The City of Auburn’s water filtration plant has been using a powder-activated carbon system since 2017 to combat harmful algae blooms in Owasco Lake, which provides drinking water to approximately 45,000 Cayuga County residents. However, local leaders are becoming concerned about the system’s longevity as the level of toxins in the raw water has drastically increased.
John West, the Chief Operator of the City of Auburn’s water filtration plant, has been closely monitoring the higher toxin levels. To keep up with the demand, West and his team have been adjusting the amount of carbon and other chemicals. Despite their efforts, West is worried and has commissioned a study to determine how high the toxins can get in the raw water before they must alter their method.
West is hopeful that the results of the study, set to take place this spring, will guide their decision-making to ensure that the drinking water remains uncontaminated. In the meantime, he wants to assure Cayuga County residents that they are doing everything possible to keep the water safe. “If it’s not safe, they will know very quickly,” said West.
The carbon is added to the raw water to absorb the microcystins from the algae blooms.

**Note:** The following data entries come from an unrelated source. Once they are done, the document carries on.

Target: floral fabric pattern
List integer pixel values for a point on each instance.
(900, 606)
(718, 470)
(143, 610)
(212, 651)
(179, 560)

After that, the water travels through a settling tank and a rapid sand filter before reaching the faucet. The intricate system has been in place for years and has been successful in keeping the drinking water safe, but the rising toxin levels have raised concerns.
The City of Auburn takes the safety of its drinking water seriously, and West and his team will continue to work diligently to ensure that the water remains uncontaminated.